I showered, letting the water run hot, hoping it could wash the weight off my back. I Changed my clothes and slicked my hair back. Without really thinking about it, not giving myself time to talk myself out of it, I grabbed my keys. Madame Laurent's house called me in a way that wouldn't let me ignore it. I locked the door behind me and headed out, knowing deep down this wasn't just about fertility anymore. It was about lineage. About blood. About what I was carrying and what I was finally ready to confront.
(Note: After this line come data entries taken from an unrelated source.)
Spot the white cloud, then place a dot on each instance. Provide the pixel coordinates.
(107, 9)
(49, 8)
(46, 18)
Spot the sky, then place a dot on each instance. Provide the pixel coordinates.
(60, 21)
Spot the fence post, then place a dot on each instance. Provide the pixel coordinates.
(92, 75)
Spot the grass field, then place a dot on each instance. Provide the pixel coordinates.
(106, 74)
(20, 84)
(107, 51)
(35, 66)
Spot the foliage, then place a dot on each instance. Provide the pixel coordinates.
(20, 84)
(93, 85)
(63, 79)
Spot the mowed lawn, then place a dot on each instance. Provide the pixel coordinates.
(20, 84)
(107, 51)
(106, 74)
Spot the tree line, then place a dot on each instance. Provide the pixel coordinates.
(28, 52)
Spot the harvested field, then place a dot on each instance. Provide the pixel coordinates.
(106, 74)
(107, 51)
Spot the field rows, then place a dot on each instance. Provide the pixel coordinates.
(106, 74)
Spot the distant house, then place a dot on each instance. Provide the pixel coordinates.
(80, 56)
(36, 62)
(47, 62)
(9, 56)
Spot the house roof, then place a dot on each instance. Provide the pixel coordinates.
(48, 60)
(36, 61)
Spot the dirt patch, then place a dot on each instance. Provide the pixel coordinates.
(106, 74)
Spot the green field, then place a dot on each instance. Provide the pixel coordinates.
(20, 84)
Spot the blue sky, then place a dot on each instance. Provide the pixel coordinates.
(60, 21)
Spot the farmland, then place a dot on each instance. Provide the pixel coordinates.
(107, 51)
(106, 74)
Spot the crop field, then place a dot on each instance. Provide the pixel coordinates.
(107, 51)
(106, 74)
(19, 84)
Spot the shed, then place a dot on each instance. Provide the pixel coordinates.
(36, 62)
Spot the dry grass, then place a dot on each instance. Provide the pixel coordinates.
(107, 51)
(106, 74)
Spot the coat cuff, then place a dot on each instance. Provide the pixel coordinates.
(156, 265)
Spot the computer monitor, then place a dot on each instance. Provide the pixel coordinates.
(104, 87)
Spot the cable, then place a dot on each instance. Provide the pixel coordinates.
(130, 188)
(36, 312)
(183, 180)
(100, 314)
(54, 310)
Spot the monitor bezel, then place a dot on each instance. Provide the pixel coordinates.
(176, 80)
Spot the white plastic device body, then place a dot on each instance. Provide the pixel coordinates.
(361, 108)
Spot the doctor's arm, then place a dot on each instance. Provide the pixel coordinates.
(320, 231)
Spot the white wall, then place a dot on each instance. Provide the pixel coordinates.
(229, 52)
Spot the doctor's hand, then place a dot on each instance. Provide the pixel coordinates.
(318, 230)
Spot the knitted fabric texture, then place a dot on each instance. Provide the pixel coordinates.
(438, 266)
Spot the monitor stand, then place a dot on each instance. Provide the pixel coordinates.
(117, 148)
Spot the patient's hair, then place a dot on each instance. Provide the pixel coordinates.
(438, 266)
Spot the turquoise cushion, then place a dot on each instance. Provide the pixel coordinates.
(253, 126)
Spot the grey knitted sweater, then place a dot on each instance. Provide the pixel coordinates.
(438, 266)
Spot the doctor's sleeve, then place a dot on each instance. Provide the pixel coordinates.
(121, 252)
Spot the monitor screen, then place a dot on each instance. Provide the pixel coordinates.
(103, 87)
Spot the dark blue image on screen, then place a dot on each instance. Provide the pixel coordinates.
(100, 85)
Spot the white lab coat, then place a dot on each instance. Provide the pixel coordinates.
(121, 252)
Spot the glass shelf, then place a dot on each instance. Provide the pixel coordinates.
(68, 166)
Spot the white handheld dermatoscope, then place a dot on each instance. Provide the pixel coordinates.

When I pulled up to her house, the first thing I noticed was the quiet. Not silence, presence. Madame Laurent sat beneath the big swamp oak by the lake, sitting in her chair, hands busy. Spanish moss hung heavy from the branches, swaying slow in the breeze. She had a basket resting in her lap, fingers steady as she separated herbs into small glass jars all laid out like they had memory of their own. Every movement was intentional. Nothing rushed. Nothing wasted.
She spoke to me in Creole before I even reached her. "Ou an reta," she said, not looking up.You lateI smiled faintly and pulled a chair closer, sitting beside her. "It's such a pretty day," I said, letting my eyes drift toward the lake. The water shimmered soft under the sun, neither restless nor still. The air was warm but forgiving, the wind just strong enough to cool my skin. Oneof those days that make you forget trouble exists, if you let it. She nodded once. "Bon Dieu been kind today." Then she finally turned her head and looked at me. "Pa vini am ti koze."Don't small talk me.
I exhaled through my nose. "What'd that woman you insisted on seein' say?" she asked , her tone sharp now, clipped. She didn't like doctors. Didn't trust anything that came with white coats and charts instead of prayer and roots. "She didn't say I couldn't have a baby," I said carefully, glancing at her before letting my eyes return to the water. Her hands stilled.
She murmured a prayer under her breath, something old and familiar, something that rolled off her tongue like muscle memory. Then, "Mmhmm." That sound carried a thousand meanings. Caution. Hope. Warning.
I swallowed. "I met Fidel's other kids," I said quietly. Her fingers froze completely this time. She leaned back in her chair slow, eyes lifting to the lake like she needed distance before she spoke. "Where?" she asked. "At an event I had to attend with my husband," I answered. "They were guests too." She clicked her tongue once. "Just them or their mama too?"